Modifier, which is added before and after each attribute only when the CSV encoding format is adopted. You are advised to use invisible characters, such as u0007, as the parameter value.

array_bracket

No

Array bracket, which can be configured only when the CSV encoding format is adopted. The available options are (), {}, and []. For example, if you set this parameter to {}, the array output format is {a1, a2}.

append

No

The value can be true or false. The default value is true.

If OBS does not support the append mode and the encoding format is CSV or JSON, set this parameter to false. If Append is set to false, max_record_num_per_file and dump_interval must be set.

max_record_num_per_file

No

Maximum number of records in a file. This parameter needs to be set if encode is csv (append is false), json (append is false), orc, avro, avro_merge, or parquet. If the maximum number of records has been reached, a new file is generated.

dump_interval

No

Triggering period. This parameter needs to be configured when the ORC encoding format is adopted or notification to DIS is enabled.
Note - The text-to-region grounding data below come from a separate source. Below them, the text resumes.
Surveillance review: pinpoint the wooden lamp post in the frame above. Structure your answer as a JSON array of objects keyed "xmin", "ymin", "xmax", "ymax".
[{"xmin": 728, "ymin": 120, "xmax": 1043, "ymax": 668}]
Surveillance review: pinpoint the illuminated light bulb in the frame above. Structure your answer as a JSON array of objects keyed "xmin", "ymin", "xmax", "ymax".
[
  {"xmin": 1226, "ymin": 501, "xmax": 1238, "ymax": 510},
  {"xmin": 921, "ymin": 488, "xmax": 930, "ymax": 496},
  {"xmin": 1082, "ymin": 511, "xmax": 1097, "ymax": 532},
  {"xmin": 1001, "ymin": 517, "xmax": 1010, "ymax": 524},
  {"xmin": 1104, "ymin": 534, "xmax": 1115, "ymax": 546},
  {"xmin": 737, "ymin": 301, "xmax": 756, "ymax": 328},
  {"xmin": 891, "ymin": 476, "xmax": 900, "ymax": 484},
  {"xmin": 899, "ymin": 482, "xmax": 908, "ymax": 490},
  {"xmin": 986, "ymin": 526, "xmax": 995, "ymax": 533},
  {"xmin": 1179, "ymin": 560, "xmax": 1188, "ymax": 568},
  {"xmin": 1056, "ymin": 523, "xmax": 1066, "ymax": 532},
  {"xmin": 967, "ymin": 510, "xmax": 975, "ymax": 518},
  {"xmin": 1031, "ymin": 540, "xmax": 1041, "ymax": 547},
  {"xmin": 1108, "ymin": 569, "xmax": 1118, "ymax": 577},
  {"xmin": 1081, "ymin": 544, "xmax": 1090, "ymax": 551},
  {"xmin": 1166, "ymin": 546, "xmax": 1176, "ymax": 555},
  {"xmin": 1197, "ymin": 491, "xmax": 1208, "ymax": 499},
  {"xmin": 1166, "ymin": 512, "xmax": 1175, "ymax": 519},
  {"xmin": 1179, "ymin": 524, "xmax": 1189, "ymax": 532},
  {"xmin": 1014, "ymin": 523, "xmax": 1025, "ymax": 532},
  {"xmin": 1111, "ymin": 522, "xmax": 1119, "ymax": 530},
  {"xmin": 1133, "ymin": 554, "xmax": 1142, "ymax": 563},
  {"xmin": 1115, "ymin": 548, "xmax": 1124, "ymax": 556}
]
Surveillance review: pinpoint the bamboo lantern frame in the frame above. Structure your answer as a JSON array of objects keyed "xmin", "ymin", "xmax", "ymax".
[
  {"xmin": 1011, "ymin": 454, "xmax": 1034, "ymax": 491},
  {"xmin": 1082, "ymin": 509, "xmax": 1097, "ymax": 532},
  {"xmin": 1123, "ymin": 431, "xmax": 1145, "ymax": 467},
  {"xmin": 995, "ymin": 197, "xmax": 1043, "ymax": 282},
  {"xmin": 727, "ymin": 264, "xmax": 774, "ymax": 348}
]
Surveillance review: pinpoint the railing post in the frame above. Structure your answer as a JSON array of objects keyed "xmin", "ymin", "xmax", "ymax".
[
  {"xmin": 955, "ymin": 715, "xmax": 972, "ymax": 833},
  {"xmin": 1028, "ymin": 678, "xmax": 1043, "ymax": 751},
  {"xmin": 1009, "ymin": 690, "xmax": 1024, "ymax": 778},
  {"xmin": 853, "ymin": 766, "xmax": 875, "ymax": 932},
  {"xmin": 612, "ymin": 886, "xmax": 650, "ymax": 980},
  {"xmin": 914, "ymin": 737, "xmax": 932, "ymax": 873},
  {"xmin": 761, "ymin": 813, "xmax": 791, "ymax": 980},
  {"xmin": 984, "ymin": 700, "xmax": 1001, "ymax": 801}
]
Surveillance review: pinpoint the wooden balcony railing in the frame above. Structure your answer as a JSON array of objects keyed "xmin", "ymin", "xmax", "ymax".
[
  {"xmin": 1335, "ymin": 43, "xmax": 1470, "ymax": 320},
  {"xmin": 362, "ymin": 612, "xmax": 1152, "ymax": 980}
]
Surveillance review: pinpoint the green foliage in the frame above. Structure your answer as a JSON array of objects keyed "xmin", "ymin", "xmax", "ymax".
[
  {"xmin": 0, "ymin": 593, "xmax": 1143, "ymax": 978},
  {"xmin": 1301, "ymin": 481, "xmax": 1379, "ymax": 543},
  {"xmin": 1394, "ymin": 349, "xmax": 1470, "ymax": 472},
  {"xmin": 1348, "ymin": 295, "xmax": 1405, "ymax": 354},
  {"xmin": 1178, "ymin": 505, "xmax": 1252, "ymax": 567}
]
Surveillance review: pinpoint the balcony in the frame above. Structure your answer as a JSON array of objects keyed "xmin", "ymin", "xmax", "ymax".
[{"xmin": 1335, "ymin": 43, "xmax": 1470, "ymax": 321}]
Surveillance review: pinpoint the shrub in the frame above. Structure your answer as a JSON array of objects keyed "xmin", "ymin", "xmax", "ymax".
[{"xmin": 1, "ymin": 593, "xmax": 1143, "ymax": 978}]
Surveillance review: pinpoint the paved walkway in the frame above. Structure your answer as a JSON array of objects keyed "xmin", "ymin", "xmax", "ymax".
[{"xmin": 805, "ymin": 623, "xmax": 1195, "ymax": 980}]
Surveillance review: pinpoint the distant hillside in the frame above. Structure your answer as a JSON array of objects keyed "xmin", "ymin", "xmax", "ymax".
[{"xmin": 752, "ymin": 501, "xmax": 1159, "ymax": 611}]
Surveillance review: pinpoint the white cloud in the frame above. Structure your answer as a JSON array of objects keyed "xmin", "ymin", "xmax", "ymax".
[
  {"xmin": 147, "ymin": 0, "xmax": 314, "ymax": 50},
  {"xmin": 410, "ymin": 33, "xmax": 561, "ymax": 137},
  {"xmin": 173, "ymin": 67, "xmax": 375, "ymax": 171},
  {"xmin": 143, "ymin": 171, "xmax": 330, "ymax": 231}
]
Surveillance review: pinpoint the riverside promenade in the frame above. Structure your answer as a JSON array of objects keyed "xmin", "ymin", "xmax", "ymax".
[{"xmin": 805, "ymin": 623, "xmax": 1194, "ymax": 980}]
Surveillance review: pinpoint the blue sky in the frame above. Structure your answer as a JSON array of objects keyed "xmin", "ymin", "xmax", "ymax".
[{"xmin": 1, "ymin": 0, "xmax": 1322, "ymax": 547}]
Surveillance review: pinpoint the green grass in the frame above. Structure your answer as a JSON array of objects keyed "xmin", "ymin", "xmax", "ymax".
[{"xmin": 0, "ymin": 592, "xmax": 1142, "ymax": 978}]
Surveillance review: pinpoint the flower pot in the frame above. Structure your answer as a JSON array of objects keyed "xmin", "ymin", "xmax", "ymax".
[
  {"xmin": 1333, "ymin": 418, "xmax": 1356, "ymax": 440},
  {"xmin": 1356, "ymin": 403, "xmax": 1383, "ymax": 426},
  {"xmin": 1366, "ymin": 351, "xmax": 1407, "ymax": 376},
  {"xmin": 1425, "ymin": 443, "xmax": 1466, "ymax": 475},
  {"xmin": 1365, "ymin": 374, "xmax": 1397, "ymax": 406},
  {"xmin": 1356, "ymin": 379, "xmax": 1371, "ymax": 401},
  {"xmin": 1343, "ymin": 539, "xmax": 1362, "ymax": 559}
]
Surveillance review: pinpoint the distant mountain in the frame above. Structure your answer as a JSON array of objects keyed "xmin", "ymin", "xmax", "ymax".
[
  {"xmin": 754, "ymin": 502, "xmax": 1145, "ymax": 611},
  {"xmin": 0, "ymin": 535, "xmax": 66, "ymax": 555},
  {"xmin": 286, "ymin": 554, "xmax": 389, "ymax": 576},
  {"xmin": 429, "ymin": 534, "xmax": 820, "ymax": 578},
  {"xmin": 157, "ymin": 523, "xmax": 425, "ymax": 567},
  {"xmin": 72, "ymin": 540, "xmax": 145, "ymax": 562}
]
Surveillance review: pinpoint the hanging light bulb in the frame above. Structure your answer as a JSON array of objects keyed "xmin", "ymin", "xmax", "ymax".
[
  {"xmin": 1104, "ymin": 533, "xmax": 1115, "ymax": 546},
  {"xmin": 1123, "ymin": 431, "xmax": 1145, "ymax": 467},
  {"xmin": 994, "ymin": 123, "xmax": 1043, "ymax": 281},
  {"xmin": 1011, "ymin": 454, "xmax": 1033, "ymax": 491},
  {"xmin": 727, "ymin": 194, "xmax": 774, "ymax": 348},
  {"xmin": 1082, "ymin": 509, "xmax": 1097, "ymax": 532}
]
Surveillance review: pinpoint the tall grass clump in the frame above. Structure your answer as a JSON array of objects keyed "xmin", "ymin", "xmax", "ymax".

  • If the ORC encoding format is specified, this parameter indicates that files will be uploaded to OBS when the triggering period arrives even if the number of file records does not reach the maximum value.
  • In notification to DIS is enabled, this parameter specifies that a notification is sent to DIS every period to indicate that no more files will be generated in the directory.

dis_notice_channel

No

DIS channel where DLI sends the record that contains the OBS directory DLI periodically sends the DIS channel a record, which contains the OBS directory, indicating that no more new files will be generated in the directory.

encoded_data

No

Data to be encoded. This parameter is set if encode is json (append is false), avro_merge, or parquet. The format is ${field_name}, indicating that the stream field content is encoded as a complete record.

Precautions

If a configuration item can be specified through parameter configurations, one or more columns in the record can be used as part of the configuration item. For example, if the configuration item is set to car_$ {car_brand} and the value of car_brand in a record is BMW, the value of this configuration item is car_BMW in the record.

Example

  • Export the car_infos data to the obs-sink bucket in OBS. The output directory is car_infos. The output file uses greater_30 as the file name prefix. The maximum size of a single file is 100 MB. If the data size exceeds 100 MB, another new file is generated. The data is encoded in CSV format, the comma (,) is used as the attribute delimiter, and the line break is used as the line separator.
     1
     2
     3
     4
     5
     6
     7
     8
     9
    10
    11
    12
    13
    14
    15
    16
    17
    CREATE SINK STREAM car_infos (
      car_id STRING,
      car_owner STRING,
      car_brand STRING,
      car_price INT,
      car_timestamp LONG
    )
      WITH (
        type = "obs",
        encode = "csv",
        region = "xxx",
        field_delimiter = ",",
        row_delimiter = "\n",
        obs_dir = "obs-sink/car_infos",
        file_prefix = "greater_30",
        rolling_size = "100m"
    );
    
  • Example of the ORC encoding format
     1
     2
     3
     4
     5
     6
     7
     8
     9
    10
    11
    12
    13
    14
    15
    16
    CREATE SINK STREAM car_infos (
      car_id STRING,
      car_owner STRING,
      car_brand STRING,
      car_price INT,
      car_timestamp LONG
    )
      WITH (
        type = "obs",
        region = "xxx",
        encode = "orc",
        obs_dir = "dli-append-2/obsorc",
        FILE_PREFIX = "es_info",
        max_record_num_per_file = "100000",
        dump_interval = "60"
    );
    
  • For details about the parquet encoding example, see the example in File System Sink Stream (Recommended).